Roger Kerr: The Lever of Riches
The Lever of Riches
By Roger Kerr who is the executive director of the New Zealand Business Roundtable.
The human body has many amazing features that enable us to create wealth. We can labour with our limbs and muscles. We can manipulate objects with our hands. We can use our brains to reason, imagine and invent. And we can use our spirit and individual talents to comfort, inspire, create and entertain.
The work we all do, the way – and how well – we use these attributes is the key determinant of the country’s productivity, and thus how well we live. By ensuring as a nation that we’re doing what we do best and trading for the rest, we improve productivity and our standard of living.
Productivity, described by American economist Joel Mokyr as the “lever of riches”, is a hot topic these days, and rightly so: it’s the single most important contributor to reducing poverty, increasing leisure time and meeting health, education, environmental and cultural needs.
That’s why New Zealanders should react with alarm to the news last week that the rate of growth in labour productivity (that’s the amount of goods and services produced from each hour of a worker’s time) was the lowest on record. Whereas we had strong growth in productivity (2.7% a year on average) following the reforms of the 1980s and early 1990s and up to the year ending March 2000, in the last six years that figure has fallen to an average of 1.2%, and an all-time low of 0.4% for the year ending March 2006.
What drives productivity? Trade and competition play a powerful role. Open markets force businesses to perform better. Resources shift to their best uses. Through trade, firms can access cheaper inputs, tap into larger pools of capital and technology, expand their markets and take advantage of economies of scale. The scope is limitless.
Low taxes and the absence of stifling regulation also encourage productivity growth. They give people the incentives and capabilities to be entrepreneurial and improve their lot.
Improving worker training and knowledge, having better technology or more capital to work with, making best use of natural resources and inventing new ways to do things increase productivity. Henry Ford’s development of the assembly line in 1931 is a popular example of a spectacular productivity leap: it reduced the number of hours required to make a car from 17 to one and a half, dramatically cutting the cost of production and making the car affordable.
Ford’s invention effectively pushed his workers up the ‘hierarchy of human talent’. With the creation of machines and tools that can perform tasks better and cheaper than human muscle and basic brain power, people move to jobs that use other, more sophisticated human talents like creativity and people skills. At the same time, manual jobs like sewing machining, assembly line work and telephone operations shift to lower-wage countries where workers can perform them more cheaply. In this way the economy sheds ‘lower order’ jobs, and adds ‘higher order’ jobs like nurses, lawyers, chefs, recreation and hospitality workers, designers and architects, hair stylists and beauty therapists, financial advisors, tourism operators, and so on.
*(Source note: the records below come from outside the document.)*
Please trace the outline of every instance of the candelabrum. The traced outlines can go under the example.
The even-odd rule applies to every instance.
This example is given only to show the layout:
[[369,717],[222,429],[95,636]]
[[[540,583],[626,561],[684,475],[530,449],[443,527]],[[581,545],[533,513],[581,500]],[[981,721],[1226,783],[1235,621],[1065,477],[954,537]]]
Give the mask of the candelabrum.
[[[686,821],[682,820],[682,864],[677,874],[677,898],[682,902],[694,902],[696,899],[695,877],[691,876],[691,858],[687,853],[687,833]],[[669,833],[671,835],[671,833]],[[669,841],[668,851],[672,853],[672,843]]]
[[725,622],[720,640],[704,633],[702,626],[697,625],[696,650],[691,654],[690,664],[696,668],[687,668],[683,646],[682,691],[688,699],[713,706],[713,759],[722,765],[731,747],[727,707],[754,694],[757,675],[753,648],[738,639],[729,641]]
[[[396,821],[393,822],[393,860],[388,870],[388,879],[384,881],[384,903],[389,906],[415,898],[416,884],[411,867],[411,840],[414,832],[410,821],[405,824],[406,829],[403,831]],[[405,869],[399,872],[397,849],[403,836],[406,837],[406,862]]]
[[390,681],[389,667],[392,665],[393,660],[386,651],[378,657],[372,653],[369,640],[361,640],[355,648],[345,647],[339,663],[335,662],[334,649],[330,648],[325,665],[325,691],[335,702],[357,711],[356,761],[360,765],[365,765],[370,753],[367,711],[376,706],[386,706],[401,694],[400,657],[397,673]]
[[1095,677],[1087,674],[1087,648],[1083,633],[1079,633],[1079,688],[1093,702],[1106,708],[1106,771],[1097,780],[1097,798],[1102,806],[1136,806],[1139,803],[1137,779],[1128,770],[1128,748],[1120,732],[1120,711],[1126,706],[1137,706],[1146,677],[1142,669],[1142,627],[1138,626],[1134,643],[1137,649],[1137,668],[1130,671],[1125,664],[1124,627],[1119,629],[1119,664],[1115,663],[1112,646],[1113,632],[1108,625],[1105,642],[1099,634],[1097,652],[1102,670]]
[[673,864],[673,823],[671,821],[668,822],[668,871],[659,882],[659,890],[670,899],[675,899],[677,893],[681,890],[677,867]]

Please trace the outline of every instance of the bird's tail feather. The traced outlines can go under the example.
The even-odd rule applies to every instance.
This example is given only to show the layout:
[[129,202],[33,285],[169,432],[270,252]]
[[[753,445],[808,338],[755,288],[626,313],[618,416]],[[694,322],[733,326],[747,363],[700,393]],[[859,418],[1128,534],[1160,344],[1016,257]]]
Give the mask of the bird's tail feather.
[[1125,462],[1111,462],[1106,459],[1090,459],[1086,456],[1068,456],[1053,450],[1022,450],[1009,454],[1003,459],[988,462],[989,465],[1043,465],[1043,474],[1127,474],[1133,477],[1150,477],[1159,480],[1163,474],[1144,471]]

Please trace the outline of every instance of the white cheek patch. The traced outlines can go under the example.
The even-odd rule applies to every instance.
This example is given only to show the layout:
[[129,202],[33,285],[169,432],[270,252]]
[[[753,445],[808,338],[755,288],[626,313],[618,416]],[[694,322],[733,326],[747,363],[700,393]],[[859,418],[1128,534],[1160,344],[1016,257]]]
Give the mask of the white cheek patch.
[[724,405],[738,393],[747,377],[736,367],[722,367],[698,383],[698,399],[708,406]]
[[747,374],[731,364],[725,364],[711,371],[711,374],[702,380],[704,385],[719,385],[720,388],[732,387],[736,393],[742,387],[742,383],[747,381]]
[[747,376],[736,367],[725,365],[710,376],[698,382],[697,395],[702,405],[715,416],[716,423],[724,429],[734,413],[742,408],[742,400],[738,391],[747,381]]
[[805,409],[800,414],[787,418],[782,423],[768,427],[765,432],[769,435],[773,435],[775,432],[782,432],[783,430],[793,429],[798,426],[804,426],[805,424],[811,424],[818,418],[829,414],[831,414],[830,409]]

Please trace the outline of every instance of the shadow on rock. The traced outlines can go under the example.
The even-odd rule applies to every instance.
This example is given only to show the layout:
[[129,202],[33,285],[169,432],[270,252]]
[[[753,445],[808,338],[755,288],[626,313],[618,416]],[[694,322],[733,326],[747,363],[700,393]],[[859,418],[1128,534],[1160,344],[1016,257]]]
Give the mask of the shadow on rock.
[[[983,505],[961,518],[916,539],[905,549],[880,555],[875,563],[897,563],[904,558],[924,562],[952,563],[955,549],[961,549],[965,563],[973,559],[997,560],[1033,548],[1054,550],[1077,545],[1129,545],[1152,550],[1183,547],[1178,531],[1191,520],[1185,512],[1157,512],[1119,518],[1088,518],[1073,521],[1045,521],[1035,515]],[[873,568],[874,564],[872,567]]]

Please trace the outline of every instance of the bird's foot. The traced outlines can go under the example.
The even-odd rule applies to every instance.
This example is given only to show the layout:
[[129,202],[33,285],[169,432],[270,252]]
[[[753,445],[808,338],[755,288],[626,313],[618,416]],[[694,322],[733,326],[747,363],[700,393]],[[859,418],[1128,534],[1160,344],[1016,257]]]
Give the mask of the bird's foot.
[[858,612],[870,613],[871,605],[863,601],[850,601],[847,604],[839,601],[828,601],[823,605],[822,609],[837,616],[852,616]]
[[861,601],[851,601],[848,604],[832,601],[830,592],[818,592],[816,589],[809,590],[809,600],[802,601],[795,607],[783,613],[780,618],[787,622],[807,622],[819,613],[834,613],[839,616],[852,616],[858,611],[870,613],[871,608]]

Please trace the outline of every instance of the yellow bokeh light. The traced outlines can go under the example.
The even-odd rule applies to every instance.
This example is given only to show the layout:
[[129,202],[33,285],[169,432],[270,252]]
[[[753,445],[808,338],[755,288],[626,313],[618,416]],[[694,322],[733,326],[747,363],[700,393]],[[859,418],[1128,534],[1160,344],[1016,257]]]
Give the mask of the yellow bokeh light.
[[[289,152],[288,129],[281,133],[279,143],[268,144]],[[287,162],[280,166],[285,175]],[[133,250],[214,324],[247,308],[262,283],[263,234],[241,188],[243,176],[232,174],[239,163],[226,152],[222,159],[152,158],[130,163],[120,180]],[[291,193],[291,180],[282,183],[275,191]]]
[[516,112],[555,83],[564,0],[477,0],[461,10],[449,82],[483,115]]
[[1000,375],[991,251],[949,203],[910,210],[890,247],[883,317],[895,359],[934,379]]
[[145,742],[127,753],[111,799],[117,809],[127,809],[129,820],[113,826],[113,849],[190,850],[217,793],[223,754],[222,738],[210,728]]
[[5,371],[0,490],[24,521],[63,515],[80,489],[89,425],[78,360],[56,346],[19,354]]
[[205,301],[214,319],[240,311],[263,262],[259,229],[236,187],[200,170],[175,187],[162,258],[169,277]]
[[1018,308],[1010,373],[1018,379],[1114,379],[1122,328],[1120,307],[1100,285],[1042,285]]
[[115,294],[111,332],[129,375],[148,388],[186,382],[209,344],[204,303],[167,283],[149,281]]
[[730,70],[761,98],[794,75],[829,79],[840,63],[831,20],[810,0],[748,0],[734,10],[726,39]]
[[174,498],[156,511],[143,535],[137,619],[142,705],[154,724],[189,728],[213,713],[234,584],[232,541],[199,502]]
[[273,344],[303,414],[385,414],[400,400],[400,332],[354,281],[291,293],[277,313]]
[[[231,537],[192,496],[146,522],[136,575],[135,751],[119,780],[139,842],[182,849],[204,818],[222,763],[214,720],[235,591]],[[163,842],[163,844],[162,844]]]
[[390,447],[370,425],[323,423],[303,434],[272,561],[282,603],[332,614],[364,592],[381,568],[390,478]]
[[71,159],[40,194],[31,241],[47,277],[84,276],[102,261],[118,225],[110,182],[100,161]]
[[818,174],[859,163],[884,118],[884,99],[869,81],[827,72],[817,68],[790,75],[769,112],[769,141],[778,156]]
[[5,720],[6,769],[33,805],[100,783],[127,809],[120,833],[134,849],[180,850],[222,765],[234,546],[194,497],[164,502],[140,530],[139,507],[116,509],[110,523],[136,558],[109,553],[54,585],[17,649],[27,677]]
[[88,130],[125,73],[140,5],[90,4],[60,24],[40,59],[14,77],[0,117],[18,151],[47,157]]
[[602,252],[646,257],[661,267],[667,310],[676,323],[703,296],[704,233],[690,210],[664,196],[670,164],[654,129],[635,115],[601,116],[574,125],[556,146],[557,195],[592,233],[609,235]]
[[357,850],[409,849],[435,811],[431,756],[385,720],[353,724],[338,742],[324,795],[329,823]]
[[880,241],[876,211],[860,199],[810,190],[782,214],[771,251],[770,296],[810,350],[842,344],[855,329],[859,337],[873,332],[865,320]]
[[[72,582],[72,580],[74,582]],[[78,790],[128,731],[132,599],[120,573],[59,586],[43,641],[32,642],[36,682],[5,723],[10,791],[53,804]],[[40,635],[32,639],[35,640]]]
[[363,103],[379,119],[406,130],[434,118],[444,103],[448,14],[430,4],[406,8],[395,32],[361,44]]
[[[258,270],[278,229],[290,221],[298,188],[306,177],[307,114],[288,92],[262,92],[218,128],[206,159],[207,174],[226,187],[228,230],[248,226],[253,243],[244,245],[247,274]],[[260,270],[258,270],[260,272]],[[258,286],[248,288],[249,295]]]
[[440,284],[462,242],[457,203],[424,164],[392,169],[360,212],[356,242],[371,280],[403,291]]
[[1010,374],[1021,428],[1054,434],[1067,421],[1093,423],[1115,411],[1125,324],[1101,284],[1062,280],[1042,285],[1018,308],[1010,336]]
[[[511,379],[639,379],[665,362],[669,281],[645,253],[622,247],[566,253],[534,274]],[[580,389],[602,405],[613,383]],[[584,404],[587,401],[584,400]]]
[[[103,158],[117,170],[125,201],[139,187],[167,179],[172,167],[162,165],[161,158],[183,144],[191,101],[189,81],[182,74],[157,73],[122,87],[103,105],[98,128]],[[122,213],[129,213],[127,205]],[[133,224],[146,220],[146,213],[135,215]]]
Such changes in the talent hierarchy inevitably involve turmoil. It’s not surprising that many people cling to the status quo and want to preserve old jobs at all costs. But if society is to reap the gains from productivity and enjoy a rising standard of living, it has to endure the upheaval.
In 1800, 95 of every 100 Americans were needed to feed the country. By 1900 it took 40. Today it takes just three, and the United States, with less than one fifth of the world’s population, produces almost 25% of the world’s food.
New Zealand has a similar story. At the close of the twentieth century, with a vastly reduced share of the labour force, we produced 2000 times more butter, 40 times more lamb and 500 times more beef than we did a hundred years before.
There were wrenching changes for American and New Zealand families caught up in the exodus from farming back then. But long hours of toiling in the fields have given way to shorter work weeks in a dizzying array of new jobs, producing an equally dizzying array of goods and services. And no one today would seriously advocate ditching tractors and other farm machinery and returning to shovels and hoes, any more than we’d want to go back to old-style telephone exchanges or typewriters. Work would be harder, prices would be higher and wages would be lower.
So why the fall-off in New Zealand’s productivity? It’s clear that, despite its stated goal of lifting productivity in the interests of raising New Zealand incomes to the top half of the OECD, the government’s strategy is not working. High government spending and taxation, increasing regulation, more restrictive employment law and many other interventions are hindering the changes that are the lifeblood of productivity. Countries, like New Zealand, that impede the ‘lever of riches’, not only fall behind in the race for competitiveness and productivity but in the living standards of their citizens.